Una conversación, donde partiendo de historias compartidas, conocimientos y coincidencias, salieron los orígenes de la vinculación al campo, a la tierra, al territorio, y una larga conversación sobre lo que nos hace quedar y resistir, sobre el placer, la coherencia, el gusto de mantenerlo en medio de todas las dificultades, sobre la fuerza y sobre la fuerza mil y una dificultades, sobre las rabias contenidas y las expresadas, las que nos movilizan y nos hacen seguir, sobre la inteligencia colectiva que responde a lo que la individualidad sola no puede enfrentar, sobre los valores, los lazos. Sobre el trabajo, el esfuerzo, el compromiso y la fidelidad, sobre todo a uno mismo, que son el porqué de tu determinación en continuar, en embestir, en no soltar. Sobre el disfrute y el sentido que esto da a la vida, a pesar del no reconocimiento y la desvalorización por parte de un mundo en el que lo verdaderamente esencial, lo que verdaderamente nos alimenta, cuerpo y alma es relegado a los márgenes.

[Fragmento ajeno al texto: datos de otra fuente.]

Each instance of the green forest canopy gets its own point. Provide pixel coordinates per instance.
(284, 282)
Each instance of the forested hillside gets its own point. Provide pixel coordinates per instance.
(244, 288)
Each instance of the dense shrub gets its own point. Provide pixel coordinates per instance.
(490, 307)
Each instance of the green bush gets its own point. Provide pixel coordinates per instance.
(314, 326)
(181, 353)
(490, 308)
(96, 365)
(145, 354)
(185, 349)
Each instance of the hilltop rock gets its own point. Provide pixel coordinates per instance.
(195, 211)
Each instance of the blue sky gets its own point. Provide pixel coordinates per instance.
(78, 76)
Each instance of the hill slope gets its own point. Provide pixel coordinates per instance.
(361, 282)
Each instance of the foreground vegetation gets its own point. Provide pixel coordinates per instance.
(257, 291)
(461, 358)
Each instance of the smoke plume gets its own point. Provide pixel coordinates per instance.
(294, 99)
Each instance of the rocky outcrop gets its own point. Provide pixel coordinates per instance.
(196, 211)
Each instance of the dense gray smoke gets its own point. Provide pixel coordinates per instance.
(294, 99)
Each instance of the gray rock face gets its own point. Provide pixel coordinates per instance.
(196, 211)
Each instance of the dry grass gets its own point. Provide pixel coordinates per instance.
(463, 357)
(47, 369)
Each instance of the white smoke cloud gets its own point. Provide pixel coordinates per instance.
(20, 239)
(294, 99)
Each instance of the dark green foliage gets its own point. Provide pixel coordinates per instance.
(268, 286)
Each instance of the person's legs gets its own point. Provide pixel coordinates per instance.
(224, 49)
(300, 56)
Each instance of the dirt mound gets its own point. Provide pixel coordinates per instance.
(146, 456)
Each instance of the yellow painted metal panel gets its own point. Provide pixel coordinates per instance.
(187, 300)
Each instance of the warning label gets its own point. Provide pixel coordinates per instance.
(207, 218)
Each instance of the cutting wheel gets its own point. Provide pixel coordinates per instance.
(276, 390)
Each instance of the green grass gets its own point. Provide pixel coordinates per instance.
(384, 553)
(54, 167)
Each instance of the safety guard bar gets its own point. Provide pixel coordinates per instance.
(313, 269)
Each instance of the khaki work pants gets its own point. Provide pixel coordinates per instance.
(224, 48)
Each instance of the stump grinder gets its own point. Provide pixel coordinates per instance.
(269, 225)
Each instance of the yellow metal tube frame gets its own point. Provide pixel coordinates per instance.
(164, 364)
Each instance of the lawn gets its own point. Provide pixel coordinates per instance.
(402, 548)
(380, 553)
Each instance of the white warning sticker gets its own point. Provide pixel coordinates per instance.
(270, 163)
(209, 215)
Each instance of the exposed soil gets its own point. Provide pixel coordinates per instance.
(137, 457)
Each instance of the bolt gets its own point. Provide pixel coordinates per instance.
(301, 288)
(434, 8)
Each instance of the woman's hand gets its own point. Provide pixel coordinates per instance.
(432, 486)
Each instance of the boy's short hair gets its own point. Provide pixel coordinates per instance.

Sobre cómo desde estos márgenes es de dónde sale todo el potencial para poder volver a embestir.

Y después de todo, ¿cuál sería la cuestión? Retornar, reconducir, reconquistar, reproducir, revivir, resistir, reanudar, reintroducir, repensar, revertir, revivir, pervivir... Sembrar, recoger, germinar, cultivar, arraigar, florecer, injertar… Seguramente todas estas palabras, y además, podrían escribir el relato común de la fuerza de la conexión, la tierra que nos sostiene, el relato que explica el porqué más esencial, lo que alimenta la esperanza, la posibilidad, el deseo y la certeza de que todavía no estamos perdidos del todo, a pesar de la barbarie que nos rodea.

Estos encuentros efímeros, pero lentos, son también una manera de ser, de hacer comunidad, de reconocernos y recordarnos por qué continuamos. Son actos de resistencia poética y política, espacios en los que la palabra vuelve a tener peso, el tiempo se dilata y donde la cultura deja de ser espectáculo para volverse raíz, conexión, necesidad vital. Quizás es aquí donde radica la fuerza más revolucionaria de EiMA: al hacer del gesto artístico una herramienta de transformación, al proponer que el arte no sólo se mire, sino que se habite, se encarne en otros cuerpos, se hunda en la tierra y brote en forma de vínculo, de reflexión y de vida compartida. Así, EiMA no es sólo un festival: es una forma de mirar y de estar en el mundo. Y esto, hoy, es más necesario que nunca.